TRIAL NOTICES

NeuwirthLawCase Matters, Courts, For Lawyers, Law Practice Management

Editor Note: You have to dig deep to find an interesting Trial Notice image.

When a case is getting close to trial, the Courts will let us know by sending out a trial notice. When I was a younger defense lawyer with an oversize volume of cases, this would start a panic at the office as we struggled to make sure everything was ready for Court.

As a plaintiff’s lawyer, while trial notices are not my favorite mail, they do present a chance to really dig into a case and see if the case can settle or if it has to go to trial. Usually, Courts outside of Philadelphia County are fairly flexible with scheduling of trials.  Courts in every county allow us to put in conflict letters telling the Court that we will be on vacation on x days and unavailable. As long as both sides are wiling to accommodate each other and the Court is agreeable, the case will get to trial eventually.  The Court does not usually care too much as long as both sides are moving towards settlement or trial. In federal court, the judges and the system is more geared towards forcing litigants to trial on the Court’s own schedule and less accommodating of our demand and needs.

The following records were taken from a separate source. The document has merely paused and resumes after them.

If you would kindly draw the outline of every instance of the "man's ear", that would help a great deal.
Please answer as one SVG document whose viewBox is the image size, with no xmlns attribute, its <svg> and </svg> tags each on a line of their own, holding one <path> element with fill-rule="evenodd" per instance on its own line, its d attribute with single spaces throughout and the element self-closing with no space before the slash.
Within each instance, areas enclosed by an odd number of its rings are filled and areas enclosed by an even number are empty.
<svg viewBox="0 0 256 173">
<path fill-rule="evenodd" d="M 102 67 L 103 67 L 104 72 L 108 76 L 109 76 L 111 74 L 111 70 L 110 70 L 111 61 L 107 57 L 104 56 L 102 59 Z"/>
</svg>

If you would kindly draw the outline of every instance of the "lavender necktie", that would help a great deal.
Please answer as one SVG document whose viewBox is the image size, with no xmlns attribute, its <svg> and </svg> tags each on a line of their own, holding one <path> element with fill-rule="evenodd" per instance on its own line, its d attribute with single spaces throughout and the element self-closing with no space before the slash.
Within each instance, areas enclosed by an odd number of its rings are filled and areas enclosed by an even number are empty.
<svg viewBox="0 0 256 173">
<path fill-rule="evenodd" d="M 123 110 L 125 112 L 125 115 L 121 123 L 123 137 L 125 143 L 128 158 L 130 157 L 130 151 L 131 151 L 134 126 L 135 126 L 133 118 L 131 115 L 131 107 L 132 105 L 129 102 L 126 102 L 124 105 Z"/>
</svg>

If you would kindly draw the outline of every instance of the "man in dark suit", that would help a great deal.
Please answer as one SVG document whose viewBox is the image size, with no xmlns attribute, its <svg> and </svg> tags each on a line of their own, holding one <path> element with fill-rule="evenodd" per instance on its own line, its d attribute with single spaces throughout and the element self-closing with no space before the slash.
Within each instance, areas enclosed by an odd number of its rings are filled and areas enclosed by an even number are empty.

The nice thing about trial is it is a final reckoning or resolution of the case.  There are rarely appeals from personal injury cases as the jury’s word carries a lot of weight with appeals courts. If you have a jury verdict for or against you, there had better be a big fat clear issue to address on appeal or you are going to lose more often than not.

Once a trial notice comes in, my first call is usually to opposing counsel to see how they are feeling about the case, the schedule, conflicts and to get a sense of when the case will actually go to trial and what the interest is in settlement.  Then, my second call is usually to my expert witnesses to gauge their availability and then finally the client. The client comes third because I have to know about the first two before talking to the client and advising on what is going to happen next.

How your client feels about trial will really really depend on them. I have had clients with prior cases who know or claim to know exactly how to testify. I have had several female clients who have been divorced and seem well aware of how the court system works and how to testify. More often than not, my older and better off clients do not see trial as a great idea for resolving cases.

The one thing that seems to get cases settled is that in Pennsylvania, lawyers are not allowed to tell a jury what we think the case is worth or what the verdict should be. There really is no way around that.  You can try to say that Joe’s medical bills are $25,000, but that will usually vastly undersell the pending offer on the case or what the insurer would pay. So, jurors are often in the dark on what a case is worth in my mind. In New York and other states, a lawyer can ask for $625,000 or $1.1 Million etc.  There are ways to put numbers in front of a jury in Pennsylvania to guide their evaluation, but these situations are not the everyday occurrence and that is a subject for another day.